The two sets of user registrations were collected and exposed by two third-party companies, according to researchers at UpGuard security company, who found the data.
In the writing of the researchers, Cultura Colectiva, a Mexico-based digital media company, has left more than 540 million records – including comments, likes, reactions, account names and more – stored on the Amazon S3 storage server without pbadword, allowing anyone to access the data. Another backup file on a storage server separated by The deceased application creator, At The Pool, California, contained even more sensitive data, including information extracted from more than 22,000 users, such as friend lists, news centers, and more. interest, photos, group memberships and recordings.

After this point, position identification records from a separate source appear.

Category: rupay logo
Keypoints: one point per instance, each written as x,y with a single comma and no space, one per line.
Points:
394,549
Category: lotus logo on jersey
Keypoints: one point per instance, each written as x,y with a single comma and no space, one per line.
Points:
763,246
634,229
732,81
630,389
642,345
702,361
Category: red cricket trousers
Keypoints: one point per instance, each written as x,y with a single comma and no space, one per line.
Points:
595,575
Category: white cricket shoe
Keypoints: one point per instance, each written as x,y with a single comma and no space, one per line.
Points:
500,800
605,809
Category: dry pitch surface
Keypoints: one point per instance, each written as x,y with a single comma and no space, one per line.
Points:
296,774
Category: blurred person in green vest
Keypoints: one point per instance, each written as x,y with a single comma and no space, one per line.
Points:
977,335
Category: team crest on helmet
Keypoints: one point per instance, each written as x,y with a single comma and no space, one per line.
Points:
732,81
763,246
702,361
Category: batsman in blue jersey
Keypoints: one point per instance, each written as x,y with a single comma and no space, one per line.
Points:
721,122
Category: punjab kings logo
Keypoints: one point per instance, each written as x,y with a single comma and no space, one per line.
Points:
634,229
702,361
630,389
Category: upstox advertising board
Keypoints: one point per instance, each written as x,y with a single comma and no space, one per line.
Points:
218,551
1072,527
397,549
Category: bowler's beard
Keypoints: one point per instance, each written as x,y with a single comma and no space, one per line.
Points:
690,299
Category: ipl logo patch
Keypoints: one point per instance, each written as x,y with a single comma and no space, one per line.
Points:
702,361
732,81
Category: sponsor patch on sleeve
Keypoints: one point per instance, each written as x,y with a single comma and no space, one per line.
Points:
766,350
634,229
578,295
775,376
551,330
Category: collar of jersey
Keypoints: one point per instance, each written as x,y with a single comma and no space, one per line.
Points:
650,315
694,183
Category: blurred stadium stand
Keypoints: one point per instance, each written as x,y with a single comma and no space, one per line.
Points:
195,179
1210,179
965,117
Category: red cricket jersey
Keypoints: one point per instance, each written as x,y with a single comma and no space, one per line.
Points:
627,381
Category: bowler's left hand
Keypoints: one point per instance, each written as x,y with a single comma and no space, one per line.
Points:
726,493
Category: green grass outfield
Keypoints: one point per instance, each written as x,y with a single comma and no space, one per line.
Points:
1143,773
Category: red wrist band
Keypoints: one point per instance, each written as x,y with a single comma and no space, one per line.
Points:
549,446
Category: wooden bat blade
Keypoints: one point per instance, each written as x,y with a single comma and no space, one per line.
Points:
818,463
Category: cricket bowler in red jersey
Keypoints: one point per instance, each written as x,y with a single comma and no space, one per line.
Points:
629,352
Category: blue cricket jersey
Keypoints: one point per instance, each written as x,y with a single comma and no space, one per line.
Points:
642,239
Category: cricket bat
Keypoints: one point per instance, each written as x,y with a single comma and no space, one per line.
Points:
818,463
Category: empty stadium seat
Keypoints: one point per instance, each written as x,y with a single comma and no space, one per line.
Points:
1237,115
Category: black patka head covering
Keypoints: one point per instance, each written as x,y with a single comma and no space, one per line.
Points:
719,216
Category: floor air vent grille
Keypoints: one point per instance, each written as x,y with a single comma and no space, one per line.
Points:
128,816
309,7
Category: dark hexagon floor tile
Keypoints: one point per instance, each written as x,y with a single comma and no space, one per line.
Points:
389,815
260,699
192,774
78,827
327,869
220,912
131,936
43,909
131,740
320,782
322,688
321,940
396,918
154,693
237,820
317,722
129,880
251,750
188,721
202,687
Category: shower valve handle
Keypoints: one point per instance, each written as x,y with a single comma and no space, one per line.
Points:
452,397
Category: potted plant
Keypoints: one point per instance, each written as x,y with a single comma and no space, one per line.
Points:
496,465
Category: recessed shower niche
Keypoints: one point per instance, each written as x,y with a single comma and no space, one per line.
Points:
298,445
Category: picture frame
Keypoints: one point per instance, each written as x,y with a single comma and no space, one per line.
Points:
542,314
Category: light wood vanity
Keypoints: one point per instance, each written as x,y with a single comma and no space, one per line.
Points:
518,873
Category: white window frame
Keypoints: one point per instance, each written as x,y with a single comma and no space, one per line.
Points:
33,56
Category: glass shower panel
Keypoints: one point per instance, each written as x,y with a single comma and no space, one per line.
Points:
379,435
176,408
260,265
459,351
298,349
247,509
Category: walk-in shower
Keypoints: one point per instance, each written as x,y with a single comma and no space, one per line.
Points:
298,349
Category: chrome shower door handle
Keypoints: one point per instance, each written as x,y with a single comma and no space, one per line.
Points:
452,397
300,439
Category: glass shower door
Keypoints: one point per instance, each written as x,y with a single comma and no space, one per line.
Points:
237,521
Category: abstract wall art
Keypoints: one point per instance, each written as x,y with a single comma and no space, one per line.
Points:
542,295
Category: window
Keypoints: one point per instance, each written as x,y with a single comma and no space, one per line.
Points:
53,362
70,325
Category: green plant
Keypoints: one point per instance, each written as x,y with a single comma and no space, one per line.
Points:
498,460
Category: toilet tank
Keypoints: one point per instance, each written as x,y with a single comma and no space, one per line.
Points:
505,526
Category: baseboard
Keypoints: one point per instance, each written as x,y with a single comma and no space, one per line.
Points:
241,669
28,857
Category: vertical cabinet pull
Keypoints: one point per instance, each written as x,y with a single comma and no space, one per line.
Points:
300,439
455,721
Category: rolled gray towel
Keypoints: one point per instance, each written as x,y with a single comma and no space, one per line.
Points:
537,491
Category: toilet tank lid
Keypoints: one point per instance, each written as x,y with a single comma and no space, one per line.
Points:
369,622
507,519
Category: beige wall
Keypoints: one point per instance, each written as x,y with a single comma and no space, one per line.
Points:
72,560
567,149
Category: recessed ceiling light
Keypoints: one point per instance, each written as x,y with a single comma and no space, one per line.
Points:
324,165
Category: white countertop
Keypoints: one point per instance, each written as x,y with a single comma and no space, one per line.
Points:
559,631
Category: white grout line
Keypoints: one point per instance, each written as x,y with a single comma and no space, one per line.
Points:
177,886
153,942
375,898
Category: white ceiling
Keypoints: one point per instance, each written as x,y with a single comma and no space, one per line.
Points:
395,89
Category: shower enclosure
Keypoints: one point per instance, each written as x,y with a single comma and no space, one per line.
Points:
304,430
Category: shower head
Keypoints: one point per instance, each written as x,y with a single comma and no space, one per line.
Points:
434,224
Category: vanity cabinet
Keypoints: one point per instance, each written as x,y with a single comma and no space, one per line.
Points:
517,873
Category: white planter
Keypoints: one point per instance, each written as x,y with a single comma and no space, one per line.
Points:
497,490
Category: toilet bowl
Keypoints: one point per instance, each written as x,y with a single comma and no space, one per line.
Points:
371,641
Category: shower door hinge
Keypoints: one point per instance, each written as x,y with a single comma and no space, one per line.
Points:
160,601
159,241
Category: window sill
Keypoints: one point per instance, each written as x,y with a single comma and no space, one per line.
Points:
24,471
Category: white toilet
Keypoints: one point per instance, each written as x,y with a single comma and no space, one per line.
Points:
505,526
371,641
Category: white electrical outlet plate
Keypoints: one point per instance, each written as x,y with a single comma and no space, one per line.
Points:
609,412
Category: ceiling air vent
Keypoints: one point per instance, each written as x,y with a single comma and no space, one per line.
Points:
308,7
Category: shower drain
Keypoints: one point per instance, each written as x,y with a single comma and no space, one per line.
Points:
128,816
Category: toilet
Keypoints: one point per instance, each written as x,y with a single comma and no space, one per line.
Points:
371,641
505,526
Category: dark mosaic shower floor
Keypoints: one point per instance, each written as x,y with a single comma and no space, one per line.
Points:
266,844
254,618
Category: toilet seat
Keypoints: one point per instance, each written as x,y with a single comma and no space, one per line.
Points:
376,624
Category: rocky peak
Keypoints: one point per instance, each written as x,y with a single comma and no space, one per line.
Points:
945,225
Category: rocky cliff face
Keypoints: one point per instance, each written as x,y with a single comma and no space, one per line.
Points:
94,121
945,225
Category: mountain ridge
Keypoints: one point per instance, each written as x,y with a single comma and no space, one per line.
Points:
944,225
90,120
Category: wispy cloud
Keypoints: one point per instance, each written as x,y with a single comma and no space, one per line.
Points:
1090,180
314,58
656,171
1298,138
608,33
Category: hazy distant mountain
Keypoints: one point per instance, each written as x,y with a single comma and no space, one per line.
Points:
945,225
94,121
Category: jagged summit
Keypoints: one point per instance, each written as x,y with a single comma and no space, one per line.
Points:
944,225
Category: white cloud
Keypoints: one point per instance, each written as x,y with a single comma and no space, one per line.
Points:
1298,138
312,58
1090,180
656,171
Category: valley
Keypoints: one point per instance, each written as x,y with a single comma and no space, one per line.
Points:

According to UpGuard, neither company responded to requests for data deletion. Facebook has contacted Amazon to extract data offline, said a Facebook spokesman at TechCrunch.
"Facebook's policies prohibit storing Facebook's information in a public database," the spokesman said. Facebook said that there was no evidence that the data had been misused, but that the investigation was ongoing.
This is the latest data failure involving the social media giant since the Cambridge Analytica scandal in 2018, which saw over 87 million Facebook user records erased without consent by the political data company based in the United Kingdom. The company has been accused of using the data to create voter profiles to help the presidential campaigns of Ted Cruz and Donald Trump.
As a result of the scandal, the social media giant has launched a bug bonus program to cover third-party applications and services that have leaked or exposed Facebook user data.
UpGuard had previously discovered a scraped Facebook lot involving 48 million records in 2018 from Localblox, a data company that extracts data from social network profiles.
Chris Vickery, director of IT risk research at UpGuard, told TechCrunch: "These findings continue to highlight the issues that affect businesses that rely on mbad data collection."
"Storing personal information collected from end users is a responsibility," said Vickery. "The more you have, the greater the responsibility becomes."